DEV Community

Cover image for 10 Things I Hate About SQL

10 Things I Hate About SQL

Shaker Islam on February 02, 2021

Let’s clear the air quick — SQL is awesome. It’s the most consistently used query language for well over two decades. There’s a ton of love for SQL...
Collapse
 
geraldew profile image
geraldew

On to #3 Aliases don’t work after the Select block

This is very much a matter of specific dialects - therefore of their engines and parsers.
For some, what you have there would be allowed and would do what you expect, but for others not.

In my current workplace:

  • for Teradata SQL that would work
  • for HiveQL it would not.

For HiveQL the problem seems to me to be the parser, as it's quite trivial to wrap the SELECT as a derived table and then do same WHERE clause. When used with the Hive-on-Spark engine, I'm fairly sure that the underlying engine does it in the one pass.

Which is to say that often the rant is about the implementation not the SQL language (but once again, more on this later).

Interestingly, your comment that "Some SQL engines will allow you to use having here instead" - that's not something I've encountered so I'll assume you're correct. I've only ever used HAVING with a GROUP BY.

  • (aside: gosh aren't these uppercase keywords handy when talking _about_SQL ?)

Maybe this is a good point to bring in that modern SQL uses at least three variants of the WHERE clause. There's:

  • WHERE
  • HAVING
  • QUALIFY

where each applies to a separate layer/round of under-the-hood processing. The overview being:

  • WHERE - applies first, filtering rows
  • HAVING - applies next, after the aggregations, typically for the rollups of a GROUP BY
  • QUALIFY - applies last, after the OLAP/analytical/windowing functions have been derived

Note: I'm deliberately leaving out the use of WHERE as a de-facto JOIN controller. That's a topic really about JOINs and has even more issues about dialect, parser and engine variations.

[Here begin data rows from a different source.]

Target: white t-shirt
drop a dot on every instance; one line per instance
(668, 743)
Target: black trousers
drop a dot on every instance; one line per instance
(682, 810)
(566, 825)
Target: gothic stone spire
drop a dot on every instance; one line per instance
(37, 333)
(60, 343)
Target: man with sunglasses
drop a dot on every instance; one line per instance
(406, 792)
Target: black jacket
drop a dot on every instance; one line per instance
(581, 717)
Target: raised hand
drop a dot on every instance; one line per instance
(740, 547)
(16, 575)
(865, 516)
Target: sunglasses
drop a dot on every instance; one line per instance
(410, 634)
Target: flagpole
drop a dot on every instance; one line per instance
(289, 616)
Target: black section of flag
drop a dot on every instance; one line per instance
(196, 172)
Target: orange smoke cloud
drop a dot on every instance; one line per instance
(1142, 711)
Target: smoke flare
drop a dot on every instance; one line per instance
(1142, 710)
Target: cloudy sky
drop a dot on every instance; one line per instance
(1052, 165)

Again, dialects vary: in HiveQL you get the windowing functions but not the QUALIFY clause forcing another round of a table-within-a-table.

  • * I use the old fashioned term of "derived table" for the replacement of a FROM clause with an inner SELECT. The modern trend is to do these using a WITH clause instead. There's much more to it than that, so that's yet another topic.

p.s. predating the use of AS for aliases, some dialects had a (NAMED) mechanism. Strangely these applied at the text level before any real SQL parsing. This would let you specify a name for something inside an expression and re-use it elsewhere in the query - thus only typing it once and no risk of typos in the additional uses. I know dialects where the AS also works like a copy-paste "macro" rather than indicating something should be calculated once at run-time and then re-used rather than independently re-derived. The irony is that by now most engines have optimisers that will spot the repeated derivations regardless of whether they have the same alias or not.

Collapse
 
shaqq profile image
Shaker Islam

Thanks for the detailed explanation, though I believe we agree that this still hearkens back to #10.

Collapse
 
geraldew profile image
geraldew

Ah, nothing quite like a rant to air some heartfelt observations. I approve of the honesty you've expressed here so I'll try to merely give views based on my experience. I'll apologise ahead if I come across as too "teachy".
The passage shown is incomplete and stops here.